This season, WB has decided to cut out the middleman and staff its own teen horror franchise with the introduction of the new series “Supernatural.” Jared Padelecki (“Gilmore Girls,” House of Wax) and Jensen Ackles (“Smallville,” Devour) star as a pair of brothers who unite to do the “Scooby-Doo” thing or the Ghostbusters thing or the “X-Files” thing–choose your own cultural reference point.
Seems that Sam and Dean Winchester are inheritors to some sort of mystical legacy. When they were just little tykes, mom floated up to the ceiling, started bleeding and then exploded in a demonic fireball of some kind.
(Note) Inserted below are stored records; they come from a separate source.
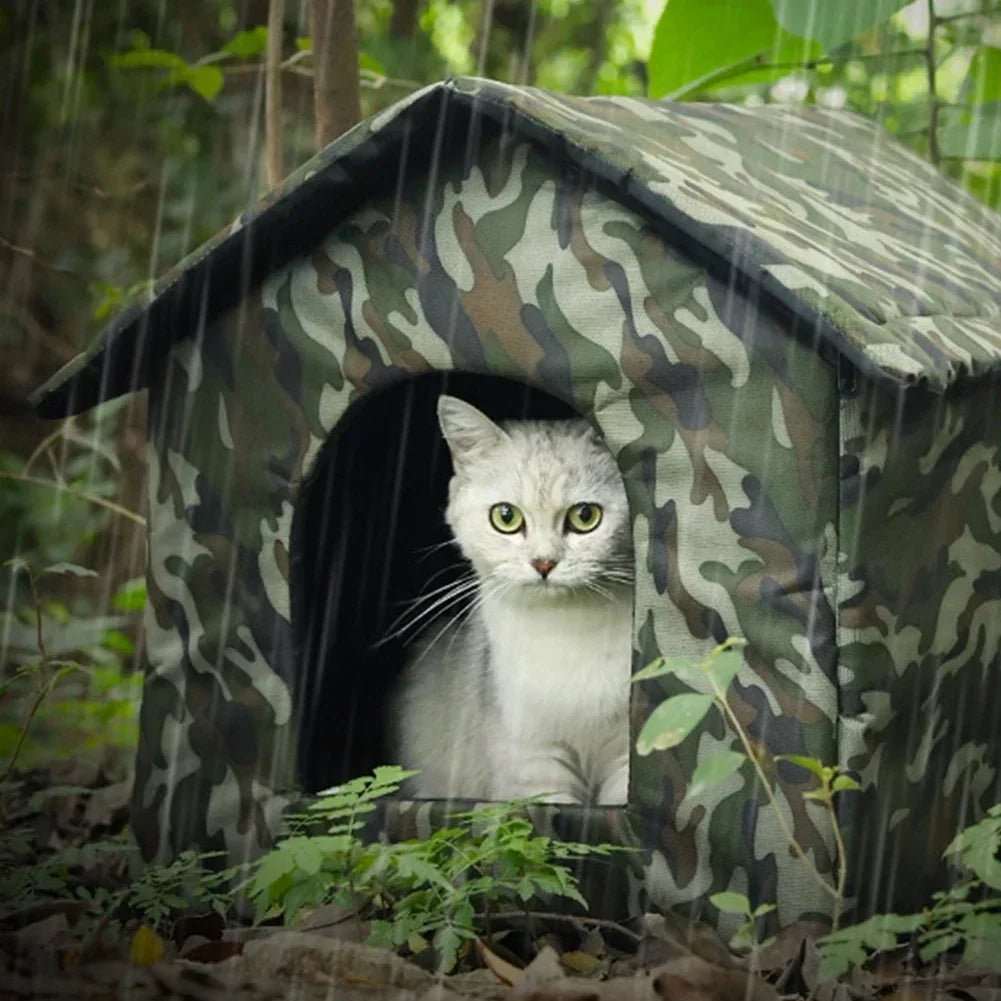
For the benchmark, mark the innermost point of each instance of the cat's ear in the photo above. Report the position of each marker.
(467, 431)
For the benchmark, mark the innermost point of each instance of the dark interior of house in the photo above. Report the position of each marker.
(369, 538)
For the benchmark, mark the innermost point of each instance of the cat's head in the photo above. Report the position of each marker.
(537, 505)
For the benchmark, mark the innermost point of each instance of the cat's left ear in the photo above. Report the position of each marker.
(468, 431)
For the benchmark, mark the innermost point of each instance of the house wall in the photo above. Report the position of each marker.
(919, 598)
(723, 422)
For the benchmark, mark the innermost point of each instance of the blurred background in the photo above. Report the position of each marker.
(131, 131)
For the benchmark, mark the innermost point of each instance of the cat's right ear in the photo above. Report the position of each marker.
(468, 431)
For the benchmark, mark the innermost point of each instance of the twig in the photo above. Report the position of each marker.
(934, 153)
(575, 919)
(81, 494)
(790, 837)
(757, 62)
(948, 18)
(272, 93)
(842, 866)
(40, 261)
(45, 443)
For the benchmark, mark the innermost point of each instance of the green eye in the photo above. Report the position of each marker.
(584, 518)
(507, 518)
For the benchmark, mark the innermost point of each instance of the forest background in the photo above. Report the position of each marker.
(132, 131)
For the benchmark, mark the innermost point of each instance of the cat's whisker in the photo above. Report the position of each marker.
(463, 615)
(413, 603)
(453, 592)
(440, 605)
(425, 551)
(446, 570)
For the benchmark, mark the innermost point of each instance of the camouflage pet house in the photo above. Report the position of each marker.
(788, 328)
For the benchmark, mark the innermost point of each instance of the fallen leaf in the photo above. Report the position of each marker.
(693, 979)
(545, 968)
(506, 972)
(583, 963)
(207, 926)
(24, 916)
(146, 947)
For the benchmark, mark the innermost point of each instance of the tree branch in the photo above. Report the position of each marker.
(336, 93)
(54, 484)
(272, 94)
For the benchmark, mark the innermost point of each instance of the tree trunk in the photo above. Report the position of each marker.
(272, 94)
(403, 23)
(336, 94)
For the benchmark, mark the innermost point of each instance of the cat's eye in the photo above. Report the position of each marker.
(584, 518)
(507, 518)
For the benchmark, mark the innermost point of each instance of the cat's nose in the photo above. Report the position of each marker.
(545, 567)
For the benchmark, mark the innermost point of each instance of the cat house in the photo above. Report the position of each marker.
(788, 329)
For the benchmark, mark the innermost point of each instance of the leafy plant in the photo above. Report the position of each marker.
(49, 649)
(422, 894)
(746, 936)
(965, 918)
(677, 717)
(185, 885)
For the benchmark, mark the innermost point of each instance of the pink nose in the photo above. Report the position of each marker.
(545, 567)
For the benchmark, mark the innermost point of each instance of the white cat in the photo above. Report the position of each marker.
(528, 693)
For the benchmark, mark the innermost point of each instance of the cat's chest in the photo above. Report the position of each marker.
(561, 666)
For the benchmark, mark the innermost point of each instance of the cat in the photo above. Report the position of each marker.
(525, 693)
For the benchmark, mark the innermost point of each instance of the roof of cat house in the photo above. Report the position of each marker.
(897, 268)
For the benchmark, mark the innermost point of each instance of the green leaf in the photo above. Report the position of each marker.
(245, 44)
(118, 642)
(665, 666)
(983, 79)
(844, 783)
(74, 570)
(977, 848)
(697, 41)
(731, 903)
(148, 59)
(929, 949)
(713, 770)
(131, 596)
(723, 668)
(810, 764)
(672, 722)
(833, 22)
(971, 134)
(205, 81)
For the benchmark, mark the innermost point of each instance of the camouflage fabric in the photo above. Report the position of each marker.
(762, 471)
(919, 623)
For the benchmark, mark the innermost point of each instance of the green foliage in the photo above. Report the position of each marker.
(698, 41)
(977, 848)
(935, 83)
(677, 717)
(833, 24)
(425, 894)
(155, 895)
(187, 885)
(746, 936)
(965, 919)
(69, 690)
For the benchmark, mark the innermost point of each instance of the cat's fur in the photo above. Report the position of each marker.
(529, 694)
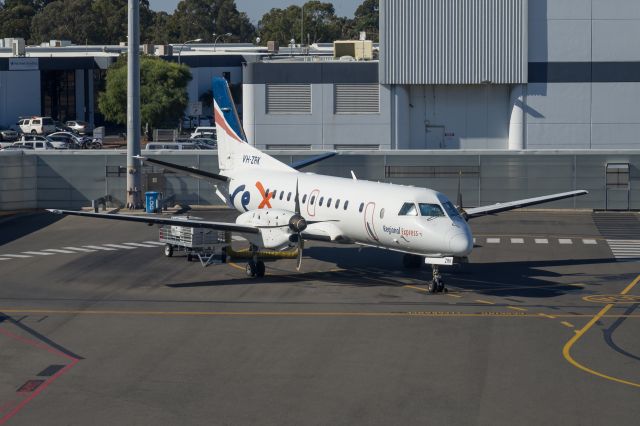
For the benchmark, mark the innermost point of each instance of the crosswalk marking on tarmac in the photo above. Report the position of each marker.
(120, 246)
(101, 248)
(625, 249)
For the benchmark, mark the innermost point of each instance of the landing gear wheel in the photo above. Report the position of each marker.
(251, 269)
(260, 269)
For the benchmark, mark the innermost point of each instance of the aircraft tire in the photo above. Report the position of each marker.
(260, 269)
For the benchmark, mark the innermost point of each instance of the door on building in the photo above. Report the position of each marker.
(435, 137)
(618, 186)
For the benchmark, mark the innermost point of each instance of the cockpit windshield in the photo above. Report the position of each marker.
(450, 209)
(431, 210)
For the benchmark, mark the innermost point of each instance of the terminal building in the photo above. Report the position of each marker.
(463, 75)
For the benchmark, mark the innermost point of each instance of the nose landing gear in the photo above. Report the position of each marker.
(436, 285)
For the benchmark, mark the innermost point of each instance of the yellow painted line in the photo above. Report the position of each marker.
(108, 312)
(566, 350)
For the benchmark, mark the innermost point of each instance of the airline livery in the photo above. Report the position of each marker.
(282, 207)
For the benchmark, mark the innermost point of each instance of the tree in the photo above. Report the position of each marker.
(163, 94)
(195, 19)
(320, 24)
(367, 19)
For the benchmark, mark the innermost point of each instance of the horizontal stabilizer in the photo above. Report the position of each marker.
(200, 174)
(309, 161)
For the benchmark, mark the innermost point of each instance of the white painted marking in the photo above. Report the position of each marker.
(101, 248)
(79, 249)
(119, 246)
(139, 245)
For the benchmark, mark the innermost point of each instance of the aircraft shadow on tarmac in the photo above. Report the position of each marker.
(369, 267)
(28, 224)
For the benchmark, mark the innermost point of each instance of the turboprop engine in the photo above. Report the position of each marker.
(279, 228)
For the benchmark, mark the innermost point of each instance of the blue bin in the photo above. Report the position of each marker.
(151, 201)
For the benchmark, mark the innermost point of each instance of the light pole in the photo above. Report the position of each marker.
(134, 180)
(197, 40)
(217, 38)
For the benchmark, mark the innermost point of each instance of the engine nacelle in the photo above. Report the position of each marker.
(274, 226)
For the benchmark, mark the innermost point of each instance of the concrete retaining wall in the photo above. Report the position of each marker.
(72, 179)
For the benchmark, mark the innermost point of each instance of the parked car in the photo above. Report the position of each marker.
(37, 125)
(38, 145)
(204, 132)
(8, 135)
(82, 127)
(14, 147)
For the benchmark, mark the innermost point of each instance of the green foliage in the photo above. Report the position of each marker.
(163, 94)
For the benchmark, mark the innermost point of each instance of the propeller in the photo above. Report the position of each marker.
(461, 210)
(298, 224)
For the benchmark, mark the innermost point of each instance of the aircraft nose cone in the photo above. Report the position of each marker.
(460, 244)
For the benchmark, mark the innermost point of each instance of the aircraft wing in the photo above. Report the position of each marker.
(511, 205)
(149, 220)
(309, 161)
(200, 174)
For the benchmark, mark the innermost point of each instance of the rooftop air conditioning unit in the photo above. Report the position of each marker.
(18, 47)
(360, 50)
(273, 47)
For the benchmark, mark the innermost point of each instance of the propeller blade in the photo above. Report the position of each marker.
(297, 199)
(300, 248)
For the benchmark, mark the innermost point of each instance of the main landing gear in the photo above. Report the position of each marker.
(436, 285)
(255, 267)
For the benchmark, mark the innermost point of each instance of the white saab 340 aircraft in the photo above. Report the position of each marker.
(281, 206)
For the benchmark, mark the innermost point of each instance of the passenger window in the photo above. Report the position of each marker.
(408, 209)
(431, 210)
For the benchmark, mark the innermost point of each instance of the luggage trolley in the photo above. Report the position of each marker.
(202, 243)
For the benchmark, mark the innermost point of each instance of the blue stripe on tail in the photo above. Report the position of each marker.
(222, 97)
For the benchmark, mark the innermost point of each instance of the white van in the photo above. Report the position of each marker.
(37, 125)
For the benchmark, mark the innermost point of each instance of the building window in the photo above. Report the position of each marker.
(356, 98)
(288, 98)
(617, 176)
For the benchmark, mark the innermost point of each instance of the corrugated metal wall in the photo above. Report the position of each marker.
(453, 41)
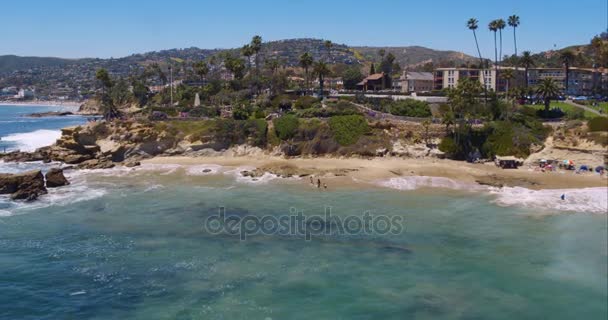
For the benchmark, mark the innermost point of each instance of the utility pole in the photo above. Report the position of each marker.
(171, 79)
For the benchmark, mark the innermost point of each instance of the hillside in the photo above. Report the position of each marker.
(415, 55)
(11, 63)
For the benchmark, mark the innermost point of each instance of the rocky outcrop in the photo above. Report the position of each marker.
(90, 107)
(55, 178)
(24, 186)
(50, 114)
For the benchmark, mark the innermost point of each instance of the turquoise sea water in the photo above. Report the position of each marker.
(131, 245)
(20, 132)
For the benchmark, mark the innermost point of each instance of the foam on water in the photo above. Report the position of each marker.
(31, 141)
(203, 170)
(591, 200)
(417, 182)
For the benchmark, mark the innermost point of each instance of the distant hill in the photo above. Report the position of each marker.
(415, 55)
(11, 63)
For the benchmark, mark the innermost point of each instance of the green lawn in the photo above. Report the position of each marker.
(565, 108)
(602, 106)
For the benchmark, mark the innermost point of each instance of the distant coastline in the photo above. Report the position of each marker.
(35, 103)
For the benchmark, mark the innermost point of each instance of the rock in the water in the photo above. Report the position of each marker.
(55, 178)
(24, 186)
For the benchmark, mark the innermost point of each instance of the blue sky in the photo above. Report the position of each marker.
(113, 28)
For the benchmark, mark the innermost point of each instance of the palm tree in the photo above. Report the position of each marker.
(526, 61)
(306, 60)
(500, 25)
(548, 90)
(508, 75)
(201, 69)
(321, 70)
(256, 47)
(328, 45)
(567, 57)
(493, 26)
(514, 22)
(472, 25)
(248, 52)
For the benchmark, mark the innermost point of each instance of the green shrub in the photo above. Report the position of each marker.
(410, 108)
(286, 126)
(598, 124)
(281, 102)
(449, 146)
(305, 102)
(348, 129)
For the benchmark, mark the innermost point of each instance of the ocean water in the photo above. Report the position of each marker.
(18, 132)
(132, 244)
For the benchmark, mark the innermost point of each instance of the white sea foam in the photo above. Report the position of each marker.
(31, 141)
(417, 182)
(207, 169)
(590, 200)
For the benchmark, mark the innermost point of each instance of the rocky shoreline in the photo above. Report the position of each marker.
(30, 185)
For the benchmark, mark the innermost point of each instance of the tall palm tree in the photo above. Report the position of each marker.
(328, 45)
(500, 25)
(508, 75)
(472, 25)
(567, 57)
(514, 22)
(306, 60)
(248, 52)
(256, 47)
(526, 61)
(493, 26)
(201, 69)
(321, 69)
(548, 90)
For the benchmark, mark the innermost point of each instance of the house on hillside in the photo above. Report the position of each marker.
(375, 82)
(416, 81)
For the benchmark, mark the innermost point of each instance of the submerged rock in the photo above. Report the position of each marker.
(55, 178)
(23, 186)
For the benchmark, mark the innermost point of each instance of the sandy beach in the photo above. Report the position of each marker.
(72, 104)
(348, 170)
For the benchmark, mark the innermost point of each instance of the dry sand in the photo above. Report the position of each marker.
(347, 170)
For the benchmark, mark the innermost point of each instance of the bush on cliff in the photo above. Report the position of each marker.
(286, 126)
(348, 129)
(410, 108)
(598, 124)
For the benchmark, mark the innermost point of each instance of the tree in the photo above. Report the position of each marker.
(104, 78)
(526, 61)
(381, 53)
(201, 69)
(508, 75)
(493, 26)
(500, 25)
(306, 61)
(247, 51)
(351, 77)
(321, 70)
(256, 47)
(472, 25)
(236, 66)
(328, 45)
(567, 57)
(514, 23)
(547, 90)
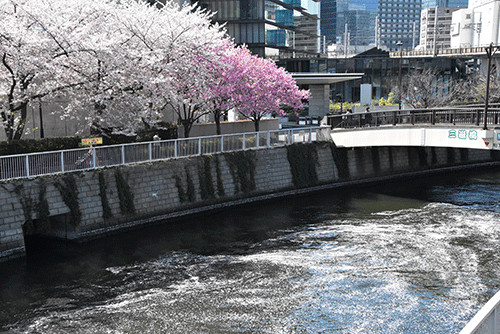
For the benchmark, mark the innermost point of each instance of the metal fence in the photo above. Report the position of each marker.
(487, 320)
(44, 163)
(448, 116)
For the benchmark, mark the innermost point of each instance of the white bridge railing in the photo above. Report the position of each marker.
(45, 163)
(487, 320)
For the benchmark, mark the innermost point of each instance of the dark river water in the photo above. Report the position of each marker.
(407, 257)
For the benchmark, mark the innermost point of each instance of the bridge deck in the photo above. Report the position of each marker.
(439, 128)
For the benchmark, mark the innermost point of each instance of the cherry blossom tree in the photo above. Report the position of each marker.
(43, 52)
(253, 86)
(260, 88)
(115, 61)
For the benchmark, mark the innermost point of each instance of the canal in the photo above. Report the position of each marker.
(409, 257)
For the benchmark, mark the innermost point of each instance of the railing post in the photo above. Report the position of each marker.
(27, 166)
(62, 161)
(93, 157)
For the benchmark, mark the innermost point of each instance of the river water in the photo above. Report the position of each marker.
(407, 257)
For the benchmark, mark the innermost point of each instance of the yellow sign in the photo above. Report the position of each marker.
(92, 141)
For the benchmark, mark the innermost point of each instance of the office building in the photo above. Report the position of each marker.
(270, 28)
(399, 21)
(444, 3)
(477, 25)
(440, 32)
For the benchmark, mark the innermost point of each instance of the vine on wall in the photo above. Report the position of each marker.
(106, 210)
(242, 168)
(27, 205)
(125, 195)
(303, 159)
(189, 180)
(42, 208)
(340, 160)
(220, 184)
(69, 192)
(207, 190)
(180, 189)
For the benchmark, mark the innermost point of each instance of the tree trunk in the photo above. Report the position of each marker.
(187, 127)
(217, 123)
(256, 122)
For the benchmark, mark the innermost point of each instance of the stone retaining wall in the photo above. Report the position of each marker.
(90, 204)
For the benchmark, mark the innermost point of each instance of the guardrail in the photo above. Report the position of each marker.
(45, 163)
(487, 320)
(453, 116)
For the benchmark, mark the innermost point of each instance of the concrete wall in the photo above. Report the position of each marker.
(115, 199)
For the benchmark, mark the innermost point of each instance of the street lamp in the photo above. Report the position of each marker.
(490, 51)
(400, 44)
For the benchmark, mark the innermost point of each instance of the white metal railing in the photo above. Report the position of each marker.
(487, 320)
(44, 163)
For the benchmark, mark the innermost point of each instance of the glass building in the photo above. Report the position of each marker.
(399, 21)
(444, 3)
(271, 28)
(358, 15)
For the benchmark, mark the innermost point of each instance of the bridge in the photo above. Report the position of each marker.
(447, 127)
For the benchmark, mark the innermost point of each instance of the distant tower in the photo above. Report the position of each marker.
(444, 3)
(328, 22)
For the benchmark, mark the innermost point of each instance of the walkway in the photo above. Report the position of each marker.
(451, 127)
(45, 163)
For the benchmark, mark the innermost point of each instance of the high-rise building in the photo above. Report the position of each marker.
(270, 28)
(358, 15)
(399, 21)
(328, 23)
(444, 3)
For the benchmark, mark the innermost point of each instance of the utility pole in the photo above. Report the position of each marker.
(490, 51)
(435, 32)
(345, 41)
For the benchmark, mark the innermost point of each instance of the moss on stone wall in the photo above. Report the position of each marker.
(242, 167)
(42, 207)
(303, 159)
(190, 186)
(106, 210)
(180, 190)
(125, 195)
(340, 160)
(220, 184)
(69, 192)
(207, 190)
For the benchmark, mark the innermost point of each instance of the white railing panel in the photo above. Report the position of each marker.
(487, 320)
(35, 164)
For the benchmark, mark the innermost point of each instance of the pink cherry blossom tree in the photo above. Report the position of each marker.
(117, 63)
(255, 87)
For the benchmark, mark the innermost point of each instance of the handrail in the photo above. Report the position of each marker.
(53, 162)
(487, 320)
(450, 115)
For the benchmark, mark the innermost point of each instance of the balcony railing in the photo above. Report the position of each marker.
(45, 163)
(443, 116)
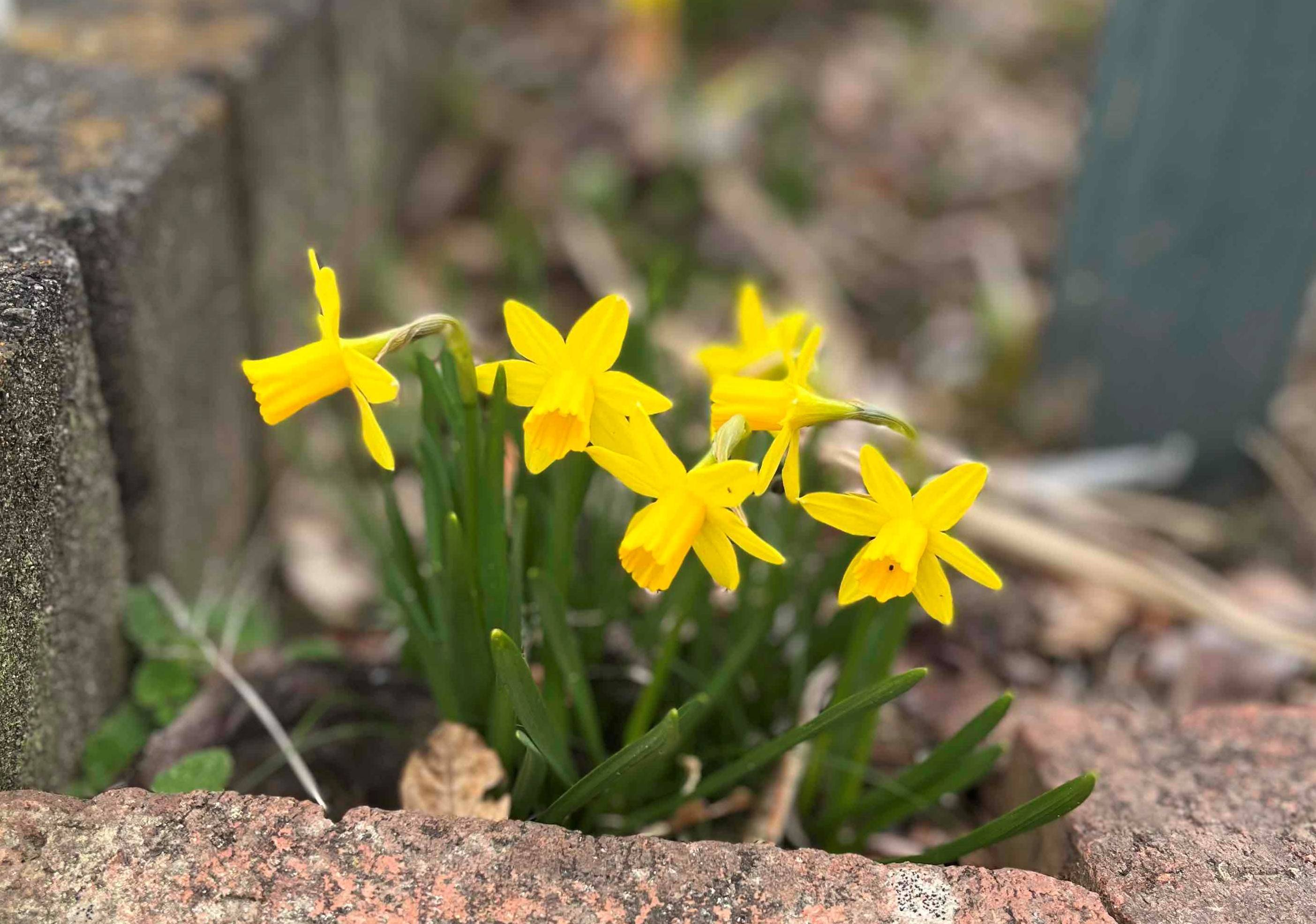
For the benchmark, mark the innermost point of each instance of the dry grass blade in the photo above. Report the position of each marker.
(178, 611)
(1153, 572)
(453, 774)
(773, 811)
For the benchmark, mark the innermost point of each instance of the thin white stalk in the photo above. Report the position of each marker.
(178, 611)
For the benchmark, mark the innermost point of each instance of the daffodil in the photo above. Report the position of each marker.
(574, 395)
(910, 538)
(761, 341)
(785, 407)
(692, 510)
(289, 382)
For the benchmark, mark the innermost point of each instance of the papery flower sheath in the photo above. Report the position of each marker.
(289, 382)
(761, 341)
(910, 538)
(574, 395)
(692, 510)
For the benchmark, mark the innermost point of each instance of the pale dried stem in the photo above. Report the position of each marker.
(178, 611)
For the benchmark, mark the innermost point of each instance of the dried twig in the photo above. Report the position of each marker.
(595, 257)
(777, 802)
(1289, 474)
(178, 611)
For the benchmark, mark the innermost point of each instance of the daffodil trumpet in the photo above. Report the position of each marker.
(786, 407)
(692, 510)
(910, 539)
(289, 382)
(574, 395)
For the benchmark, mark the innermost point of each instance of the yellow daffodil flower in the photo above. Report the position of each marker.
(910, 533)
(785, 407)
(574, 395)
(760, 340)
(692, 510)
(289, 382)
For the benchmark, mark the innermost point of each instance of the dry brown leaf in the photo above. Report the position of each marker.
(452, 776)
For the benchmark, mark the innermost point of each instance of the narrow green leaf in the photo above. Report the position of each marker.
(767, 752)
(208, 769)
(491, 527)
(164, 688)
(534, 715)
(889, 635)
(1033, 814)
(439, 495)
(566, 653)
(941, 761)
(516, 576)
(660, 740)
(965, 776)
(529, 778)
(112, 747)
(400, 545)
(647, 704)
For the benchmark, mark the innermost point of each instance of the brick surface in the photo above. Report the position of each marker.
(129, 857)
(1204, 818)
(62, 557)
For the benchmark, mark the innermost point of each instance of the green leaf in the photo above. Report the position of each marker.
(716, 784)
(164, 689)
(112, 747)
(660, 740)
(531, 711)
(491, 527)
(566, 653)
(529, 778)
(208, 769)
(1033, 814)
(970, 772)
(932, 768)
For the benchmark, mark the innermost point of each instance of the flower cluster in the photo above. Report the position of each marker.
(578, 403)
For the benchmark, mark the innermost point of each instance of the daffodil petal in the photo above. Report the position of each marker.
(716, 553)
(749, 315)
(624, 391)
(327, 294)
(534, 337)
(941, 502)
(628, 470)
(739, 532)
(610, 428)
(772, 460)
(885, 486)
(932, 590)
(852, 583)
(852, 514)
(373, 435)
(720, 360)
(371, 379)
(803, 364)
(964, 560)
(652, 449)
(724, 484)
(526, 381)
(791, 470)
(595, 340)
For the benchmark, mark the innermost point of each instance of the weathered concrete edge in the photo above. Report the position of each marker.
(62, 556)
(132, 856)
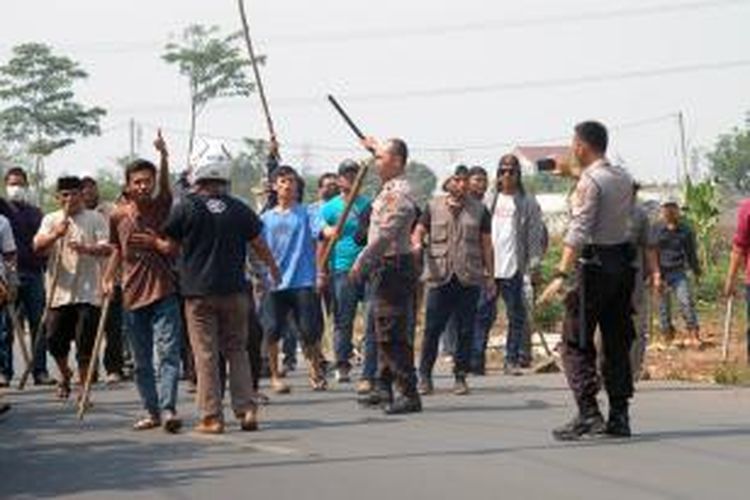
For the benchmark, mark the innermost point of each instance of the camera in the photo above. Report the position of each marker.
(546, 165)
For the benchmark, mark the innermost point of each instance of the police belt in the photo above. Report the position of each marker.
(608, 257)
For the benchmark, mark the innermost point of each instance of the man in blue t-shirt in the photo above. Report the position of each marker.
(346, 294)
(290, 234)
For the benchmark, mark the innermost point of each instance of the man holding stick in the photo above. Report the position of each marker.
(213, 230)
(149, 290)
(597, 244)
(75, 239)
(388, 261)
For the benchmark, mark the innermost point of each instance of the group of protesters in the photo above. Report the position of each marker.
(196, 284)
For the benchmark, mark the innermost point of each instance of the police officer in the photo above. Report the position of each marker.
(597, 244)
(388, 263)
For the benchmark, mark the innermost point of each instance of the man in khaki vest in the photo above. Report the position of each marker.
(458, 261)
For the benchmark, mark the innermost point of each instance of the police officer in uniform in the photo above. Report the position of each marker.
(388, 263)
(597, 245)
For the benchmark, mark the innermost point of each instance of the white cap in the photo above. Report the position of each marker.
(212, 163)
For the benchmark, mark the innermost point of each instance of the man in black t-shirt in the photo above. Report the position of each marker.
(212, 230)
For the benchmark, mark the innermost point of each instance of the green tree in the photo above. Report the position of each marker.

After that, dad went a little nutty, traveling the country, becoming an expert on the supernatural and destroying all sorts of ghosts, monsters and demons.
Years later, young Sam and Dean have developed into photogenic, college-age cover models for “Sullen Hipster” monthly. Sam has wandered off to forget his past and become a lawyer. But Dean is driving around the country in a battered muscle car, listening to AC/DC and helping dad bust ghosts. Unfortunately, dear old pop has vanished while scoping out yet another spooky mystery. Dean recruits a reluctant Sam, and the two sibs go on a weekly search for dad, who seems to have uncovered some sort of demonic conspiracy.
“Supernaural” is derivative of at least a dozen other shows. To the “Scooby-Doo” and “X-Files” list, you can also add “Buffy the Vampire Slayer,” “Charmed” and “Kolchak: The Night Stalker” (making a comeback on ABC this season, coincidentally). The writers don't exert much effort coming up with original ideas. Most of the series' foes (the pilot episode's generic “Woman in White”) seem culled from a handful of urban legend web sites. To cap it off, the show doesn't try very hard to establish believable supernatural “rules” for this world. (Shooting at ghosts, for example, seems fairly effective.)
Still, the show is professionally assembled. The stars do their duty of acting as teen girl bait, and the directing (handled, initially, by “X-Files” regular David Nutter) is appropriately atmospheric. Given that its audience will be primarily of junior high school age, “Supernatural” isn't a bad series. It's got potential at least–if it can keep from tripping too badly over “X-Files” turf. Stay away from Jersey Devils, Fluke-Men and electrically powered Giovanni Ribisis and you might just survive, boys.
“Supernatural” airs every Tuesday at 8 p.m. on KWBQ-19.